En 1933, con los nazis recién llegados al poder, Beckmann es un intelectual respetado y vive de su arte, es desposeído de las clases que daba en la Universidad de Fráncfort. Se establece en Berlín en busca de un anonimato que es el inicio de su exilio interior. El ambiente se torna irrespirable en Alemania para quienes pintan de modo poco académico o no acorde a los dictados del nacionalsocialismo. En el 37 pone rumbo a Ámsterdam, pero la invasión de Holanda por parte de los nazis durante la II Guerra Mundial vuelve a ponerlo en el punto de mira, obligándole a llevar una vida semiclandestina hasta que, finalmente, se embarca con destino a Nueva York.
La muestra del Thyssen, organizada con criterio cronológico, presta especial atención a la obra de Beckmann en el exilio neoyorquino, donde falleció en 1950 a la edad de 66 años. Allí da rienda suelta a un formato que lleva cultivando desde los 30 por inspiración de El Bosco, el tríptico. Sus obras «Los argonautas», que acabó justo antes de morir, «El principio» y «Salida» son paradigmáticas. Respecto a esta última pieza, Beckmann se mostraba refractario, como con toda su producción, a abundar en el sentido de la misma: «Se llama ''Salida''», decía a secas en una carta a su galerista. Luego, explicaba: «Este tríptico puede hablar solo a quienes, consciente o inconscientemente, llevan el mismo código metafísico dentro de ello. Salida, sí, abandonar las ilusiones de la vida para ir hacia cosas esenciales que yacen más allá de las apariencias. Pero en definitiva puede decirse de toda mi pintura». Beckmann no se sentía cómodo con la lectura política de sus obras, aunque reconocía que los hechos que le habían tocado vivir habían marcado su concepción del arte.

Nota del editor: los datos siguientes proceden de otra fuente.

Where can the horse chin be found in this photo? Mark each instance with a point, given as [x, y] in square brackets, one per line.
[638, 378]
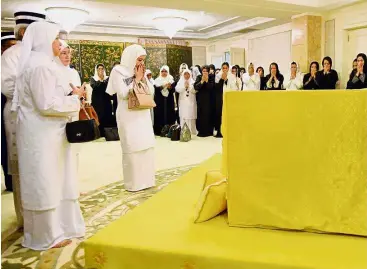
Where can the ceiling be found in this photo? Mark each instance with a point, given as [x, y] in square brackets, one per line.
[207, 19]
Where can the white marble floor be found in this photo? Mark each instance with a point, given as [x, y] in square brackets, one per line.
[100, 165]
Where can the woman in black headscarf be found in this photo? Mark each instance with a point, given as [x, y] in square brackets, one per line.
[101, 101]
[358, 77]
[211, 69]
[327, 78]
[204, 85]
[309, 80]
[274, 81]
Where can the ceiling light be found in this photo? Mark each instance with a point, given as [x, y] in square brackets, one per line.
[219, 23]
[67, 17]
[170, 25]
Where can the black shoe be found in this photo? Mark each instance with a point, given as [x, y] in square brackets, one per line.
[8, 183]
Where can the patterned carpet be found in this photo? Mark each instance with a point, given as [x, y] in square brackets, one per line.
[100, 208]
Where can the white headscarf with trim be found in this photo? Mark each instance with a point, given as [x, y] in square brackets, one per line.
[195, 72]
[181, 82]
[128, 60]
[161, 81]
[127, 65]
[36, 51]
[96, 77]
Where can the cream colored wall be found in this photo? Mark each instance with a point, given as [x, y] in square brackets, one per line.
[219, 47]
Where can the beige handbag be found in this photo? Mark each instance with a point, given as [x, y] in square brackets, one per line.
[140, 97]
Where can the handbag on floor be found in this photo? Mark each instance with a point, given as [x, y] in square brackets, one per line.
[185, 135]
[169, 135]
[140, 97]
[165, 130]
[176, 131]
[112, 134]
[88, 111]
[82, 130]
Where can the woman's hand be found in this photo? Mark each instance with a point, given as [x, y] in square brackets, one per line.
[139, 72]
[78, 91]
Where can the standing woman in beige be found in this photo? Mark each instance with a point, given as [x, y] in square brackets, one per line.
[134, 126]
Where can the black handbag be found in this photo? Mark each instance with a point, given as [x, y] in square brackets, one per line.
[112, 134]
[82, 130]
[176, 133]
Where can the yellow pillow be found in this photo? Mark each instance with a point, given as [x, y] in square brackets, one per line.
[212, 201]
[213, 177]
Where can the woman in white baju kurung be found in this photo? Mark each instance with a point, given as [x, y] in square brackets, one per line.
[134, 126]
[187, 101]
[251, 80]
[294, 80]
[52, 213]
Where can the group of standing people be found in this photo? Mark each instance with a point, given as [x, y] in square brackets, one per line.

«Es una figura paradójica –explica Solana–: un pintor trágico pero no un pesimista en el sentido convencional. Estaba apasionadamente enamorado de la vida. Su personalidad artística es sobrecogedora y esta exposición te deja con el corazón en un puño». Llorens lo ve como un creador «de su tiempo, un testimonio de los sucesos más terribles que han sucedido en la vida pública del siglo XX». Aunque a día de hoy el público esté más familiarizado con la obra de otros artistas degenerados, aquel 19 de julio del 37 en que Goebbels inauguró la infame exposición, Beckmann era sin duda una de las estrellas. Pagó por ello.